Airlines

Free stuff from airlines? Look for it on the ground

Courtesy UW Digital Collections

Don’t throw out – or delete – your airline boarding pass once you tough down.

Here’s a story I recently put together for CNBC about all the hidden perks airline – and railroad – boarding passes can provide.

Bonuses for air travelers include everything from free ski lift tickets, to complimentary wine tastings and discounts on meals, ground transportation and adventures.

Some of the deals below are offered for limited times or only during certain seasons. Others can be used multiple times. Read the program details and, of course, don’t be too quick to delete your boarding pass image from your phone or crumple up that paper pass after your trip.

Ski free

Skiers can score a free lift ticket and, in some cases, free or discounted gear rental by showing an Alaska Airlines boarding pass at a dozen ski resorts in Alaska, California, Canada, Colorado, Idaho, Montana, Oregon and Utah. Most of the deals invite travelers to hit the slopes on the days they arrive or depart and can represent a savings of up to $200.

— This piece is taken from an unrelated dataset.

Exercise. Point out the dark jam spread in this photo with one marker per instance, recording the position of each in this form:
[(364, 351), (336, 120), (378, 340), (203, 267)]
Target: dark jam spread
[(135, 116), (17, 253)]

At some resorts, such as Squaw Valley and Alpine Meadows in North Lake Tahoe, California, guests who show a same-day boarding pass from any commercial airline receive a complimentary lift ticket for the day they arrive.

Sip and ship wine for free

In Oregon, Washington, Idaho and parts of California, an Alaska Airlines boarding pass is a win-win for fans of wine.

Through the airline’s “Wine Flies Free” program, members of the airline’s Mileage Plan frequent flyer plan may check a case (12 bottles) of wine for free when flying domestically on Alaska Airlines, Horizon Air and SkyWest flights from 29 west coast cities, including San Francisco, Portland, Seattle and Boise, ID.

In the wine regions of both Oregon and Washington, hundreds of participating wineries also offer complimentary tastings to anyone showing an in-bound Alaska Airlines boarding pass and proof of Mileage Plan membership.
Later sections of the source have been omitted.